If you would be a knitter be an (im)perfect one
Christine Wiltshier
4 July 2023
I am an artist-researcher with a fascination for the imperfect, the generative potential of mistakes and errors, and the often-hidden stories behind their creation. I explore this fascination, in my studio practice, through experimenting with conventional written instructions used in traditional textile making systems such as hand knitting. As part of this practice I search for interesting knitting patterns, usually for the making of socks.
Whilst exploring the amazing female dominated time capsule that is Meroogal House Museum, on the south coast of NSW, I was told that one of the Thorburn sisters, Belle, was an accomplished knitter and that the museum held a hand-written copy of instructions for knitted socks. I set about deciphering Belle’s instructions and handwriting for working ‘in the round’ using four needles, a new experience for me. Needless to say, many, many mistakes resulted and as I prefer not to unravel I experimented with material or tool substitutions to mark each mistake.
Examples of this process are seen in my resulting (im)Perfect Socks artworks.
Belle’s wonderful piece of domestic history also led me to research the role of knitting in Australia during the First World War. I became interested in how the newspapers of the time promoted the knitting of socks as part of the war effort and a way for those left at home, women and children mainly, to provide some comfort for ‘our boys’ fighting on the front line. Alongside this call out for hand knitted socks, were articles strongly berating incompetent knitters for sending in imperfect socks. These rejects, the articles stated, required expert knitters to waste time unmaking and remaking socks before they were fit for purpose. As I struggled to interpret and make with Belle Thorburn’s incomplete knitting instructions, my thoughts kept returning to those rejected socks and especially to the women and children who made them.

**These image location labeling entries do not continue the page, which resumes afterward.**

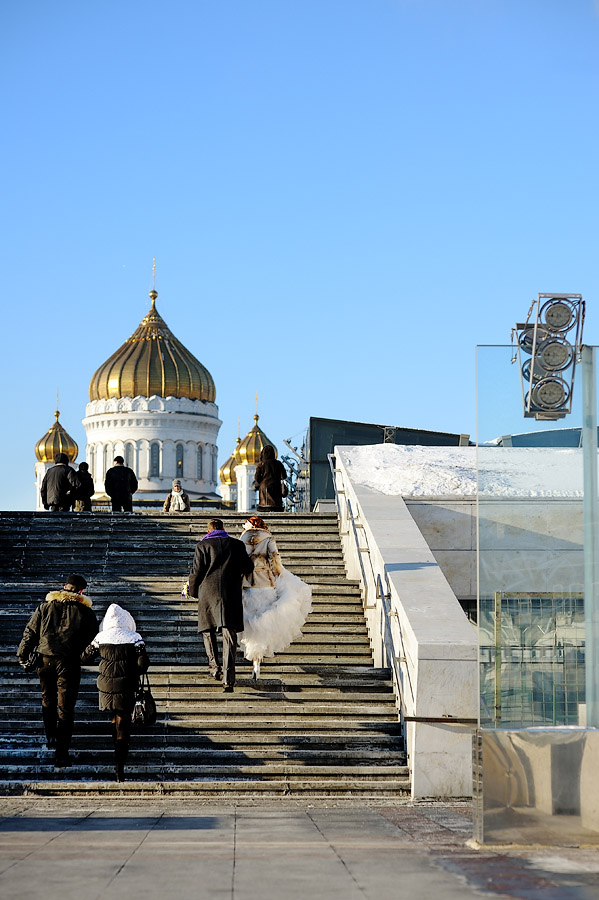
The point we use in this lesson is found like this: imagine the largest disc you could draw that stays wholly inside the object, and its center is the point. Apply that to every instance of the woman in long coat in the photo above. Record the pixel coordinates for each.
(276, 602)
(270, 473)
(123, 659)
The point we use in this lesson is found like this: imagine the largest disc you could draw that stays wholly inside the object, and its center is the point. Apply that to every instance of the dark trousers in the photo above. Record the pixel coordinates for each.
(229, 652)
(122, 503)
(59, 680)
(121, 734)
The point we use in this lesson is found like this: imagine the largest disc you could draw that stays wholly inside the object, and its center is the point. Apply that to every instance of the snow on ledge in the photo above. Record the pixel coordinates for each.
(414, 471)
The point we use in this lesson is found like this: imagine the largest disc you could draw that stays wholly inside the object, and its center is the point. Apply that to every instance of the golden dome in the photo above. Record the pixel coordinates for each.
(56, 440)
(250, 447)
(152, 362)
(226, 473)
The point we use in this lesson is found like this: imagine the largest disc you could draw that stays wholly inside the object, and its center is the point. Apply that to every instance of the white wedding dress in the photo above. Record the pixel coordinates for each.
(276, 603)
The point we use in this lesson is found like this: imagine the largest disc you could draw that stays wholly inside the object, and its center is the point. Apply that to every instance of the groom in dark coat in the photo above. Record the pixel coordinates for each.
(219, 564)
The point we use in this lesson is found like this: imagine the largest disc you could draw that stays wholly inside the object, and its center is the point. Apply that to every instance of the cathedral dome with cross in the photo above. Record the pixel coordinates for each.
(153, 403)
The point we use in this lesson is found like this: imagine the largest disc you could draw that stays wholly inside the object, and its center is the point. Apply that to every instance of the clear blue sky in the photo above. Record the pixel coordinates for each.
(343, 197)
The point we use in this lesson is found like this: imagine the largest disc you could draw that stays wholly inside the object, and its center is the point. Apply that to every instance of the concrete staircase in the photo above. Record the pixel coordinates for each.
(321, 722)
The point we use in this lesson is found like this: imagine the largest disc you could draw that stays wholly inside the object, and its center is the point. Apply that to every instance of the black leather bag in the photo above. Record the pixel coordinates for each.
(32, 663)
(144, 710)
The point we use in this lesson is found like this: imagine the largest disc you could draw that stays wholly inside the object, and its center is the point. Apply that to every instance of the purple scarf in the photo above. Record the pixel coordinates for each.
(217, 533)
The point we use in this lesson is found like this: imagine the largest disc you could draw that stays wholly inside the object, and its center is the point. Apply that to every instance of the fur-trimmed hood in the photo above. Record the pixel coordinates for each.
(65, 596)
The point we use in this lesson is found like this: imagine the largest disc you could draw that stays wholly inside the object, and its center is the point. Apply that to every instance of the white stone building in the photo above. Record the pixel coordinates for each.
(152, 402)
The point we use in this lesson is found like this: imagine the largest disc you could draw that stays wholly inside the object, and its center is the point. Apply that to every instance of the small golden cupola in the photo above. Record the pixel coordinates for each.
(226, 473)
(152, 362)
(253, 443)
(56, 440)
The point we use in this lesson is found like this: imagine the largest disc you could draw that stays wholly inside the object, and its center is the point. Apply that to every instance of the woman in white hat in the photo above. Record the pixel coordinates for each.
(177, 500)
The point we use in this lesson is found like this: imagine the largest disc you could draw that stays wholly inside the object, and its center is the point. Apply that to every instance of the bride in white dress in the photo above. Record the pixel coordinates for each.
(276, 602)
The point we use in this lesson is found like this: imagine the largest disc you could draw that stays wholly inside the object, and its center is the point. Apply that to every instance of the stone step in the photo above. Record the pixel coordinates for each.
(321, 721)
(225, 789)
(210, 770)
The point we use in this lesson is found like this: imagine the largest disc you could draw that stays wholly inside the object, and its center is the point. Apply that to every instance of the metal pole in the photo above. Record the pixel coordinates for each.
(498, 649)
(591, 535)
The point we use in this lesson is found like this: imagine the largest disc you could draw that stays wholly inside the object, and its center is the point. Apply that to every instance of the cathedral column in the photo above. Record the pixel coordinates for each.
(246, 495)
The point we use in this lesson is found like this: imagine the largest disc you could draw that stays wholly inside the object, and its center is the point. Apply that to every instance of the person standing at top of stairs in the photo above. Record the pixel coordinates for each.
(60, 485)
(59, 630)
(219, 564)
(120, 484)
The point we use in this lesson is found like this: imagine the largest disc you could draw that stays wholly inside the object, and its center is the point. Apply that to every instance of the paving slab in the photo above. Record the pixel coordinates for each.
(60, 849)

Knitting has a strong affinity with nurture. To make a knitted garment is in effect, to create a second skin. A protective textile skin that invisibly holds the caring thoughts and wishes of the maker, whether the recipient is known or not.
It is obvious that well-made socks were essential to protect the feet of soldiers in the trenches. For me however the berating of the makers, and especially the unmaking of their imperfect socks, was to discard the trials and tribulations that came with these sock-offerings, and the outpouring of love, fear, hope and loss that became embedded in their knitted form.
The artworks, (im)Perfect Socks, that evolved from Belle Thorburn’s incomplete instructions is a homage to these war time sock makers whose efforts, although imperfect and discarded were infused with love.
Note: I created the title of this piece by modifying a statement found in The Richmond River Express and Casino Kyogle Advertiser, 1916, which reads ‘If you would be a knitter of socks be a perfect one, or pass on your wool to someone more experienced’.